Braden Everson ðŸĶ€

Summary

Dedicated Software Engineering Intern at Cognex Corporation with hands-on experience in full stack development and embedded systems. Strong background in Rust, C, C++, with a focus on embedded systems that make a difference for the world. Passionate about roles involving embedded systems, firmware development, and leveraging Rust for high-performance, thread-safe applications. Actively seeking opportunities that align with career goals of contributing to impactful, real-world solutions in cutting-edge technology fields.

Work Experience

Embedded Software Engineering Intern

Cognex Corporation | May 2024 - Current

  • Researched and integrating Rust into a large CMake-based C++/C codebase, replacing an in-house HTTP server implementation responsible for multiple user-facing crashes due to memory related issues.
  • Utilized the Corrosion crate and cxx for seamless C++ and Rust interoperability, ensuring smooth integration into the existing codebase.
  • Leveraging Rust's memory safety to architect a robust and crash-resistant HTTP server, improving system stability while maintaining performace deltas.
  • Implemented WebSocket upgrade protocols in Rust, enabling more modern features within the server.
  • Utilized asynchronous Rust for thread-safe, optimized server management, ensuring efficient handling of multiple connections.
  • Developed and executed unit and integration tests in both Rust and C++ to validate compatibility with existing FFI consumers.
  • Reported daily findings and progress to scrum team of engineers.
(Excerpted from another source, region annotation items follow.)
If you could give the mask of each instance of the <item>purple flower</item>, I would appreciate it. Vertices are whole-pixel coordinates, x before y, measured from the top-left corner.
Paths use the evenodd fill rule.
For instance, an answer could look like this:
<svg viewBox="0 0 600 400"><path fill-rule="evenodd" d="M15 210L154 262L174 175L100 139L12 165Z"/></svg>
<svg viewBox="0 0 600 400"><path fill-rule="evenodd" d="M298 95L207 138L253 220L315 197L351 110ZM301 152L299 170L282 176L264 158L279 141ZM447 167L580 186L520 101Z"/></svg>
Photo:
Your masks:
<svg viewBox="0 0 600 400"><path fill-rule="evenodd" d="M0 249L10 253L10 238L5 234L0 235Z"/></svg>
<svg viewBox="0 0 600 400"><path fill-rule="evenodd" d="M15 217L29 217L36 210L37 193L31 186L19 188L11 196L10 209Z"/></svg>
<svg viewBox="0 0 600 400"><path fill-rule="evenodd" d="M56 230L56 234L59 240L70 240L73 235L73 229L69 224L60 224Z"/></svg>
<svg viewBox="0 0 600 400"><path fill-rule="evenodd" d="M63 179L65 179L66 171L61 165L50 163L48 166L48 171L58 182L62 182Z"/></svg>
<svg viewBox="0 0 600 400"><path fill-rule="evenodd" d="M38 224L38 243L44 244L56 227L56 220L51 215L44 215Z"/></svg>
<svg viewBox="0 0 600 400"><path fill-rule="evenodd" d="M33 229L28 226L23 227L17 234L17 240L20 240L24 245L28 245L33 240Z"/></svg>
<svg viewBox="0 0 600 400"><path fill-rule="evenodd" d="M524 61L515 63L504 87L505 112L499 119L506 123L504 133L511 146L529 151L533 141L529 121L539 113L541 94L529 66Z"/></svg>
Mobile App Developer Intern

HIR Wellness Institute | September 2023 - December 2023

  • Developed React Native mobile application for internal company scheduling of interns.
  • Created interface between Firebase NoSQL database and JavaScript frontend.
  • Created database schema depicting hierarchy of users with varying rights and access levels.
  • Implemented Google Maps and Apple Maps API to create a real time map of all nearby events posted by administrators.

Full Stack .NET Developer Intern

FitX On Demand | January 2023 - August 2023

  • Developed cloud-based IoT solution for remote access QR codes that can scan into fitness content.
  • Implemented secure zone identifier that bans video access if scan location is out of range from the designated hotel/gym.
  • Leveraged AWS S3 buckets to host video content securely with limited endpoints open.
  • Developed data visualization through QR code scan location statistics on a map along with dynamic QR code disabling based on how much variety these scan locations carried.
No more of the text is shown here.